为什么lambda删除cv和ref？

Question

Given a lambda:

auto f = [](const T& var){ return var; };

Why return type of f is T (not const T& )? Where is this in the Standard?

Answer 1

The point is:

1. The use of auto for return type deduction employ template type deduction rule.
2. The return type is delcared as passed-by-value; which means that the reference-ness and top-level cv-qualifiers of expression used for deduction (ie var ) are ignored.

Quotes from the standard:

About auto :

If the placeholder is the auto type-specifier, the deduced type T' replacing T is determined using the rules for template argument deduction. Obtain P from T by replacing the occurrences of auto with either a new invented type template parameter U or, if the initialization is copy-list-initialization, with std::initializer_list. Deduce a value for U using the rules of template argument deduction from a function call ([temp.deduct.call]), where P is a function template parameter type and the corresponding argument is e. If the deduction fails, the declaration is ill-formed. Otherwise, T' is obtained by substituting the deduced U into P.

About the rule of template argument deduction from a function call :

If P is not a reference type:

• If A is a cv-qualified type, the top-level cv-qualifiers of A's type are ignored for type deduction.

About reference :

If an expression initially has the type “reference to T” ([dcl.ref], [dcl.init.ref]), the type is adjusted to T prior to any further analysis.

So for var (ie A ) is const T& , the deduced return type would be T here.

Answer 2

This is a much more fundamental issue about C++. Nothing to do with specifically with lambdas or auto .

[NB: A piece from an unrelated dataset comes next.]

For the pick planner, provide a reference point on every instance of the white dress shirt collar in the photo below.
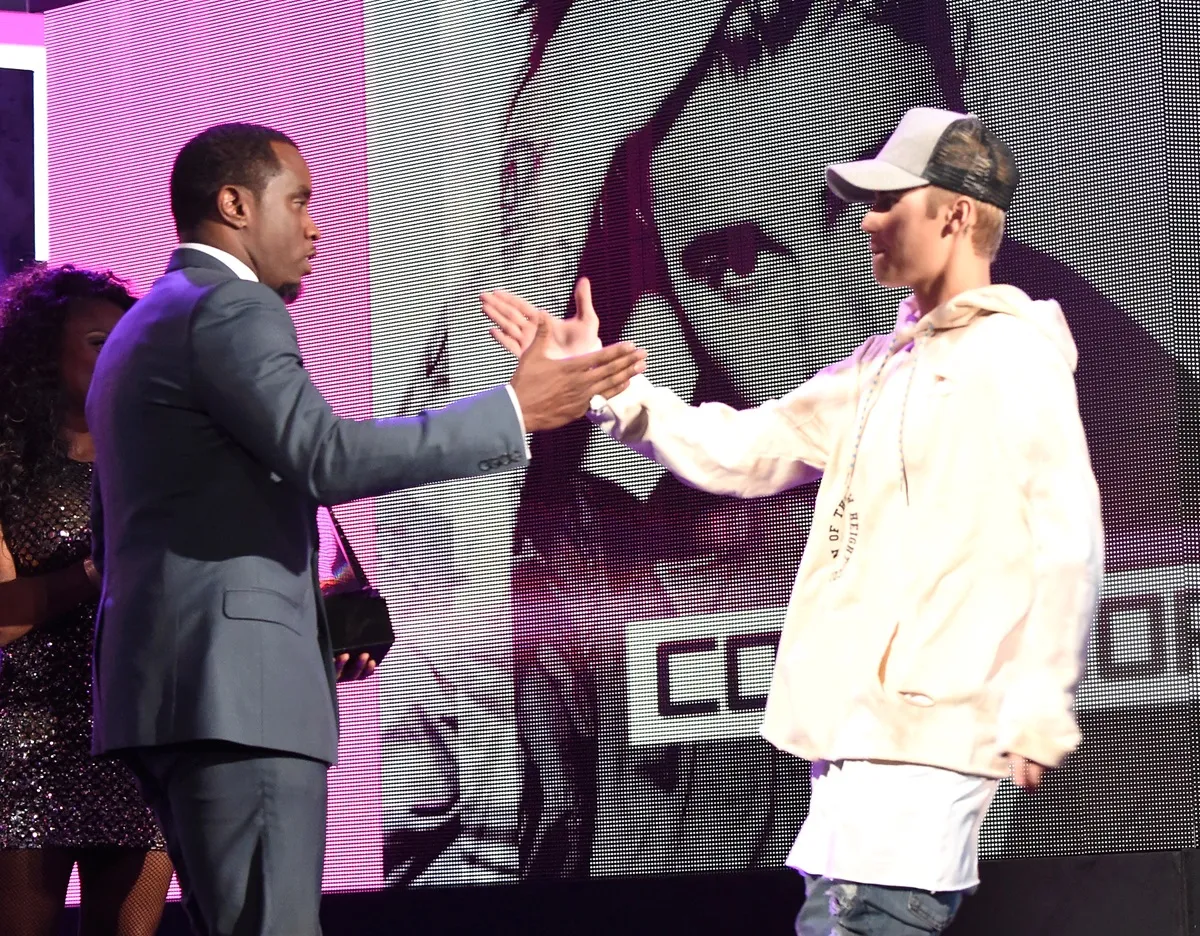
(240, 270)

In C++, a reference behaves the same as a non-reference in almost all situations. This is deliberate, and is based on the idea that a reference to an object really should be equivalent to the object itself. In the following code, there is no real difference between x and y :

int x  = 3;
int &y = x;

In fact, it is impossible to distinguish them (except via decltype ). The are both lvalues of type int . If you call foo(x) and foo(y) , the compiler will treat them both as having the same type and value category and therefore the same overload is selected.

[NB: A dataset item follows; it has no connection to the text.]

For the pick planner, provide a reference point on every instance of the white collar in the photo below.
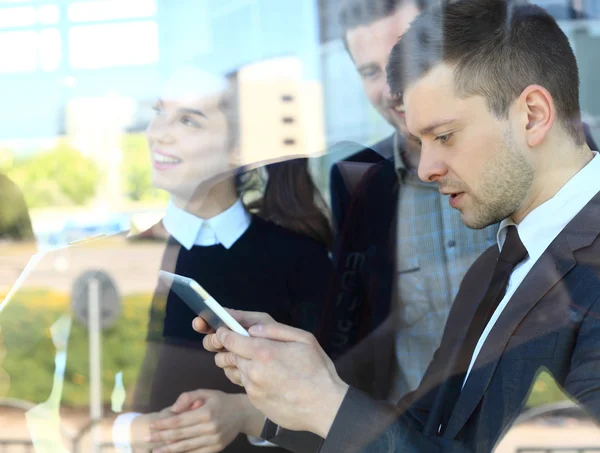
(224, 228)
(541, 226)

I would interpret x and y by saying that both of them are references to the same object. They are two different 'names' for the same object.

Therefore return x and return y are equivalent to each other, and therefore the lambda won't care about the & when deducing its return type.

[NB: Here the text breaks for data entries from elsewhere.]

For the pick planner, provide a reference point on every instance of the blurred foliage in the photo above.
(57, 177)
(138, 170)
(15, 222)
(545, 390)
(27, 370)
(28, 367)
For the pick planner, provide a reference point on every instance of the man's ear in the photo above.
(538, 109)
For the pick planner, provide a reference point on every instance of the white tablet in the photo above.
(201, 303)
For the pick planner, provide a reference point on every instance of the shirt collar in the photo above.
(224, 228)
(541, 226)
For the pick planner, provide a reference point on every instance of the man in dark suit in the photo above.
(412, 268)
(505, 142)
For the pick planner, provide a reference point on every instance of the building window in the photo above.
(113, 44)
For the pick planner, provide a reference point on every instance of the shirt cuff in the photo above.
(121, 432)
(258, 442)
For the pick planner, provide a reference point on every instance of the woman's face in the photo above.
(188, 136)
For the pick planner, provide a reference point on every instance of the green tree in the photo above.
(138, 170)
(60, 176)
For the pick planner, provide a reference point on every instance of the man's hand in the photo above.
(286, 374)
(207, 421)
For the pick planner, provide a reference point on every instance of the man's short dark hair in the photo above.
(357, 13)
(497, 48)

This explains why the & is ignored. C++ tries to "ignore" the & as much as possible, precisely in order that references can be treated as fully equivalent to the original object.

Now that it is established that we are returning by value, not by reference, then we can understand why the const is also ignored. A copy of an object doesn't need to be const . Consider this in reverse also: we can pass a const int argument as an int parameter of a function.

Answer 3

Return type deduction of auto return functions with no trailing return type in C++11 or 14 is done as if you did

auto retval = /* return expression */

and auto always deduces a value type.

Lambdas are the only auto return functions in C++11. In C++14 it was extended to other functions (following similar rules).

In C++11 you can fix this with a ->decltype(var) or a ->int const& trailing return type on your lambda.

In C++14 you can simply ->decltype(auto) , which changes the return type deduction rules from

auto retval = /* return expression */

to be more like

decltype(/* return expression */) retval = /* return expression */

which, in your case, means not dropping the & or the const .

Note that returning const& parameters is exceedingly dangerous, as rvalues can be turned into const& implicitly, and reference lifetime extension does not commute past a function call. So:

auto&& x = some_function();
// or
int const& x = some_function();

is safe even if some_function() returns a temporary, while assuming f behaves the way you want f to behave:

auto&& x = f( some_function() );
// or
int const& x = f( some_function() );

generates x a dangling reference to the temporary returned by some_function() .

This can break things surprisingly, like the fact that for(:) loops implicitly use auto&& parameters behind the scene, and clean up temporaries between the initialization of the range expression and the execution of the iteration.

This answer is not yet complete, as I have not added references into the standard.